And now that the deed was over their courage fell again, and they stared at one another in a sort of stupor. There would be a tribunal to face, namely, the nation, and what would it say to this deed of darkness?

Benningsen still maintained his hardihood, at least outwardly.

“Who’d have thought the little ape had so much life in him?” he sneered, looking down upon the body. “We have damaged him a little. But some paint and the doctor’s art will soon make him presentable to the public. You are all witnesses that he died of apoplexy.”

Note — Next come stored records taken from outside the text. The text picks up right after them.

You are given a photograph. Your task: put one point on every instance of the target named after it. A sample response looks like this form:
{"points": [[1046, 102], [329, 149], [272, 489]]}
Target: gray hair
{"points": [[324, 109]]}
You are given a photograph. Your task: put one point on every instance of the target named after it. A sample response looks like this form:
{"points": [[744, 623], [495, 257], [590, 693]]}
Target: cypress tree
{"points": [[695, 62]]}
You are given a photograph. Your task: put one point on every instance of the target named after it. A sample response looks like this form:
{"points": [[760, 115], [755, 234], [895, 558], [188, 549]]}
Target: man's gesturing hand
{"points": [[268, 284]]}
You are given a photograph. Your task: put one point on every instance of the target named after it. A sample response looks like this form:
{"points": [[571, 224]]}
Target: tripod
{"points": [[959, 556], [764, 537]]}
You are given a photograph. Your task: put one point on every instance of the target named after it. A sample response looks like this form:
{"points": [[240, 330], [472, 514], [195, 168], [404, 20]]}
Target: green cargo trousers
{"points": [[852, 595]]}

As they stole from the dimly-lighted chamber leaving Ouvaroff to awaken beside the body of his murdered Sire, they caught the faint moaning of the prostrate Voronetz.

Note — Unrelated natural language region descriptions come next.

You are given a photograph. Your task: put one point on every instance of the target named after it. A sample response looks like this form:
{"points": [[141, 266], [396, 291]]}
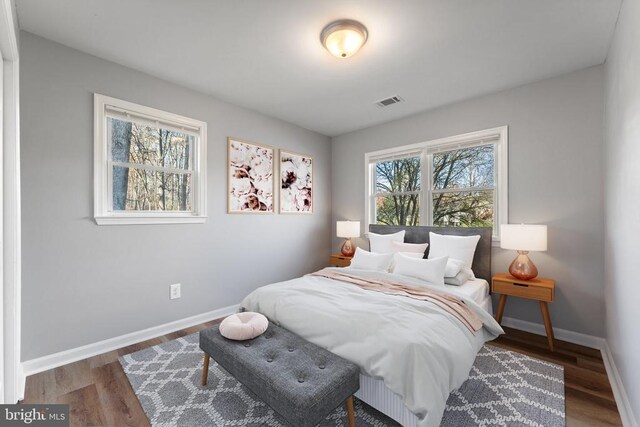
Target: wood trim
{"points": [[51, 361], [273, 173], [12, 378], [617, 386]]}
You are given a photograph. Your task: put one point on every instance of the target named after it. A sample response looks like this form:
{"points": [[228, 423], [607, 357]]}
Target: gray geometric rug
{"points": [[504, 388]]}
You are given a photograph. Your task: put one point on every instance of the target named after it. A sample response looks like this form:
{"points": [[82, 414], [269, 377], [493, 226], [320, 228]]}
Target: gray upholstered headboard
{"points": [[420, 234]]}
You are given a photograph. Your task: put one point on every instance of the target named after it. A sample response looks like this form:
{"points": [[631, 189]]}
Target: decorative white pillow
{"points": [[458, 247], [453, 267], [429, 270], [415, 255], [463, 276], [366, 260], [243, 326], [381, 243], [409, 247]]}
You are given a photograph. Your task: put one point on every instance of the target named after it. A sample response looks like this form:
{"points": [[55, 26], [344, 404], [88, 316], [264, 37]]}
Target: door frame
{"points": [[12, 376]]}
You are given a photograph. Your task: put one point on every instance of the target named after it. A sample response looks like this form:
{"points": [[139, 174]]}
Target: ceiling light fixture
{"points": [[344, 38]]}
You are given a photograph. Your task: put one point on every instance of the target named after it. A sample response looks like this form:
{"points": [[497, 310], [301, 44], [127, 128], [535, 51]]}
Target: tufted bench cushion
{"points": [[299, 380]]}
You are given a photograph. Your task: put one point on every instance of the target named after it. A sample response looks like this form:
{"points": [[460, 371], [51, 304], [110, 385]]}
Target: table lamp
{"points": [[523, 238], [348, 229]]}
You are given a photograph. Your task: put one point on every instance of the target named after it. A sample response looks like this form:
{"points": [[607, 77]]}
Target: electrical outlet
{"points": [[175, 291]]}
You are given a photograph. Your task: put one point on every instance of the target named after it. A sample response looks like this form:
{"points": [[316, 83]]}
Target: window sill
{"points": [[149, 220]]}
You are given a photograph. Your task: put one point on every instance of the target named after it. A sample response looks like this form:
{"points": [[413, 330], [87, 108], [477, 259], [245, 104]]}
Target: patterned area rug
{"points": [[504, 388]]}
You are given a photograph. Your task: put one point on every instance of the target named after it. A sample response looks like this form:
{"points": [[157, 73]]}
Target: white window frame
{"points": [[498, 136], [103, 165]]}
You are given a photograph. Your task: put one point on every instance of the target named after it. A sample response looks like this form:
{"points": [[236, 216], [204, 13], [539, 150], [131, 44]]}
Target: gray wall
{"points": [[555, 178], [83, 283], [622, 199]]}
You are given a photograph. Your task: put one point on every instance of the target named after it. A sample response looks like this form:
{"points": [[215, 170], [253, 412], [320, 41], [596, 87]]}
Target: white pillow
{"points": [[458, 247], [429, 270], [461, 278], [366, 260], [419, 248], [453, 267], [243, 326], [381, 243]]}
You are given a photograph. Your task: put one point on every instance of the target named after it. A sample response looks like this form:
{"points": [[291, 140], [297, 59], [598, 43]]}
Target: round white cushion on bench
{"points": [[243, 326]]}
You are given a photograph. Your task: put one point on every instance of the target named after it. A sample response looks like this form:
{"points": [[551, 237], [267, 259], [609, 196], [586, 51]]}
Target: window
{"points": [[452, 182], [150, 165]]}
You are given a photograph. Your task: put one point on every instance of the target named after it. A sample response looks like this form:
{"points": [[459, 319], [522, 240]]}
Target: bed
{"points": [[411, 354]]}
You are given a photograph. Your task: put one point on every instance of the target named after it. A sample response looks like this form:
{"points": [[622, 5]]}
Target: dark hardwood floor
{"points": [[99, 393]]}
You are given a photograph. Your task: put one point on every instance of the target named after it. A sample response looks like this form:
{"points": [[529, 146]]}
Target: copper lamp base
{"points": [[522, 267], [348, 248]]}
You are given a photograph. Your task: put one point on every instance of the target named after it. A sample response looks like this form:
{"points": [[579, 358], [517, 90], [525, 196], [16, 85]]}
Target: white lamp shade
{"points": [[348, 229], [523, 237]]}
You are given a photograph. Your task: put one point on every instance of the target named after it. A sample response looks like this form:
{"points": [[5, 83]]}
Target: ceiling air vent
{"points": [[389, 101]]}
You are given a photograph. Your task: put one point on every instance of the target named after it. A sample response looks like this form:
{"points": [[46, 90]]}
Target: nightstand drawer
{"points": [[522, 290]]}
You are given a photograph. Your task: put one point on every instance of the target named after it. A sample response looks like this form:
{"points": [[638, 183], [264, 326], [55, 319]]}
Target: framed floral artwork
{"points": [[296, 183], [250, 175]]}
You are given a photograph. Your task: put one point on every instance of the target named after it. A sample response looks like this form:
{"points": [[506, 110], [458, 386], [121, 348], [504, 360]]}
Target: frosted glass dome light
{"points": [[344, 38]]}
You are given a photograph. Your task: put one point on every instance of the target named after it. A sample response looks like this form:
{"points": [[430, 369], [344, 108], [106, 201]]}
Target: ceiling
{"points": [[266, 55]]}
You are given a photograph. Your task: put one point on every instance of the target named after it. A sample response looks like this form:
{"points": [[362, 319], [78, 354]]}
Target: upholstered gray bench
{"points": [[299, 380]]}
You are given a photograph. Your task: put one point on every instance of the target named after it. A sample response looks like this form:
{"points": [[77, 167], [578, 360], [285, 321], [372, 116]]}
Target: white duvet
{"points": [[420, 351]]}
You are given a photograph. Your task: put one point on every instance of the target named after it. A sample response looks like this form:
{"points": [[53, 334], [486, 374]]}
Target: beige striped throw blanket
{"points": [[450, 303]]}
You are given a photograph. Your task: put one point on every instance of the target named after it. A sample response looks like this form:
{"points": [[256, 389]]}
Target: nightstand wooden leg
{"points": [[547, 323], [501, 303]]}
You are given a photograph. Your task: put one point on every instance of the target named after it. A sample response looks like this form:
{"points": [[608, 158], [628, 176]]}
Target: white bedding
{"points": [[420, 351]]}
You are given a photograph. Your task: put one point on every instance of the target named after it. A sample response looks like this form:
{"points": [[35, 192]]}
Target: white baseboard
{"points": [[561, 334], [51, 361], [624, 407], [22, 382], [619, 393]]}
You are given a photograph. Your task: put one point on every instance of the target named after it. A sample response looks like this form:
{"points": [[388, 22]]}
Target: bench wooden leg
{"points": [[205, 369], [350, 412]]}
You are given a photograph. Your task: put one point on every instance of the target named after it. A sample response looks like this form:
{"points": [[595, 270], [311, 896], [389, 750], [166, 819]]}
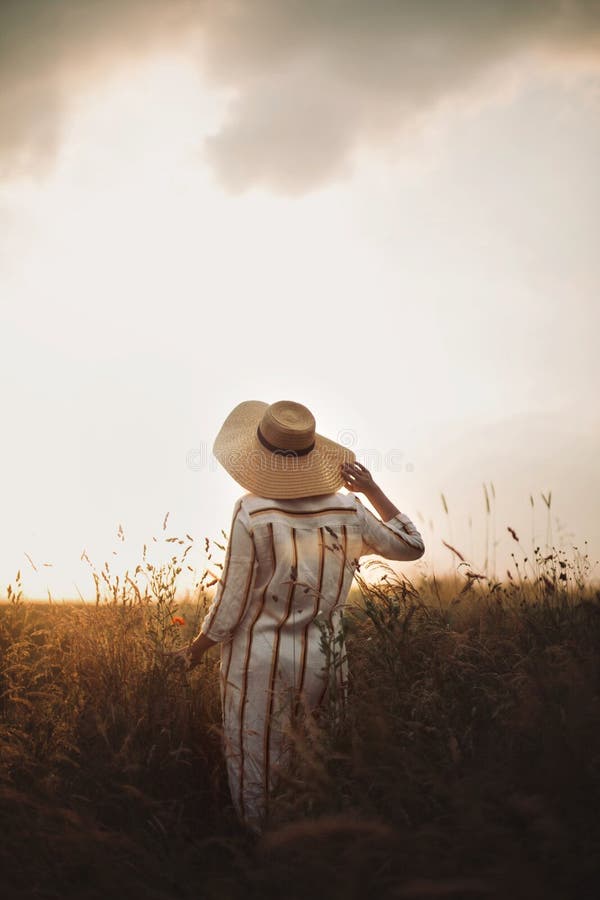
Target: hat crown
{"points": [[288, 425]]}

“A lad of brave spirit!” commented Benningsen. “’Tis a pity he should die. We’ll send Dr. Wylie to him to see whether he can be mended. But he’ll have to hold his peace.”

Making their way to another quarter of the now alarmed palace the ministers sought the chamber where the two Grand Dukes, Alexander and Constantine, were confined—under sentence of death, so it was believed—and setting the two brothers free gave them an account of their father’s execution, seeking to pacify their grief and indignation by the argument, doubtless a true one, that since Paul would not sign the abdication, no alternative was left but killing. For let them but retire from his bed-chamber, and Paul would at once have called upon his guard to slaughter them; and, having now learned that his two sons were parties to the conspiracy, he would doubtless have included them in the slaughter. It was Alexander’s death or Paul’s, and they chose it should be Paul’s.

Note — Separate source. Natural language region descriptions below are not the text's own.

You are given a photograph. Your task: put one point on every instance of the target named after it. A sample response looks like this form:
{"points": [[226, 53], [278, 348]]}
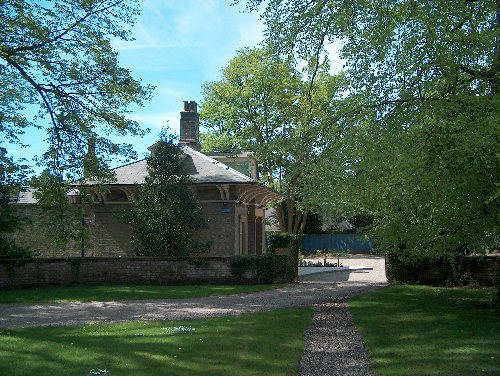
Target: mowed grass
{"points": [[104, 293], [266, 343], [419, 330]]}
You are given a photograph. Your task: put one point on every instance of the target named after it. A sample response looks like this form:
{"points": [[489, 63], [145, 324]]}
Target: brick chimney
{"points": [[190, 126]]}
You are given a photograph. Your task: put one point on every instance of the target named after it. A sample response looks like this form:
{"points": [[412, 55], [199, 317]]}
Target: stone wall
{"points": [[113, 271]]}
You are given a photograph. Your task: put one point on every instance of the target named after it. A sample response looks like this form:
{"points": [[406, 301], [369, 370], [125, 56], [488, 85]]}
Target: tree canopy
{"points": [[420, 116], [166, 210], [266, 106], [57, 58], [57, 62]]}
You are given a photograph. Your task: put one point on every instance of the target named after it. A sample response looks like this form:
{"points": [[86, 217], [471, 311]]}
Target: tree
{"points": [[265, 106], [166, 210], [420, 115], [57, 57]]}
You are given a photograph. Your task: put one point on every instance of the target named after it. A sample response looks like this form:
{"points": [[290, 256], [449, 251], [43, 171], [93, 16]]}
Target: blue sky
{"points": [[178, 47]]}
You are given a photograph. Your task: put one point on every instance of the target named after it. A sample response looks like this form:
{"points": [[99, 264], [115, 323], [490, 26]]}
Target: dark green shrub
{"points": [[279, 240], [266, 267]]}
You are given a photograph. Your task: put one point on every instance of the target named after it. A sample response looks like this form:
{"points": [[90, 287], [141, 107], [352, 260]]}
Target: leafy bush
{"points": [[266, 267], [454, 269], [279, 240]]}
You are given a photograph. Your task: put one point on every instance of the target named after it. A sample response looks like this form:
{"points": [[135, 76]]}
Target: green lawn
{"points": [[418, 330], [266, 343], [103, 293]]}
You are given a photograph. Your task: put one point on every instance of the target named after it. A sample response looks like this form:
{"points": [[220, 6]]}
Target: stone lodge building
{"points": [[233, 204]]}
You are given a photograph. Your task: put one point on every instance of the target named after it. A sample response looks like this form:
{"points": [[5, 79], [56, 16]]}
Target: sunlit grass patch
{"points": [[106, 293], [419, 330]]}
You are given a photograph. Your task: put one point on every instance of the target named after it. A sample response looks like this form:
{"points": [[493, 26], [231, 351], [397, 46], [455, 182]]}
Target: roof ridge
{"points": [[215, 161], [128, 164]]}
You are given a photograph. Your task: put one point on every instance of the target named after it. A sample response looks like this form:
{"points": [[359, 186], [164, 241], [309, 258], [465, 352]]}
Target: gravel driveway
{"points": [[333, 345]]}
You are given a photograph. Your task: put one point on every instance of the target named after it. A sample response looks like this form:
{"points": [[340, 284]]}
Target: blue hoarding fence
{"points": [[354, 243]]}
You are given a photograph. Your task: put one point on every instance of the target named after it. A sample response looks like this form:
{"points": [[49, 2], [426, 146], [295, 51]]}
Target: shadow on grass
{"points": [[263, 343]]}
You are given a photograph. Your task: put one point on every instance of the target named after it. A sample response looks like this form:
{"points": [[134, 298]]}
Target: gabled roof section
{"points": [[200, 167], [204, 169], [132, 173]]}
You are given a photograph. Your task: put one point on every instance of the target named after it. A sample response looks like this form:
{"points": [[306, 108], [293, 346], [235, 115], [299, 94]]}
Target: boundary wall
{"points": [[37, 272]]}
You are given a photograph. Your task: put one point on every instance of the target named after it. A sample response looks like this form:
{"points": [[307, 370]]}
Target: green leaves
{"points": [[166, 210], [266, 106], [57, 56]]}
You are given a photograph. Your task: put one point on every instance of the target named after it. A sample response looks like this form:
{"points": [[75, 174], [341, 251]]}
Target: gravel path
{"points": [[333, 345]]}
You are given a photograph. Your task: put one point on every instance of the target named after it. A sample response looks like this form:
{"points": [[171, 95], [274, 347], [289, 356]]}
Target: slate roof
{"points": [[202, 168]]}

“And thus,” said the Duchess, concluding her story, “thus did Paul die. His body lies in state in St. George’s Hall. A solemn mass is chanted twice a day—and twice a day the murderers bend in prayer beside the bier! The mockery of it! Does God sleep that such things can be?”

The Duchess’s narration, correct in the main, as the historian can testify, set Wilfrid’s nerves a-quivering with a variety of emotions. Horror was followed by indignation, and indignation by loathing. The deed itself was black enough in all conscience, but blacker still were the cowardice, the hypocrisy, the lying employed to conceal it.

“In England,” he remarked, “these assassins would be swinging. In Russia they are ministers. Truly, Alexander the Amiable merits his name. He is amiable—very—towards his fathers’ murderers!”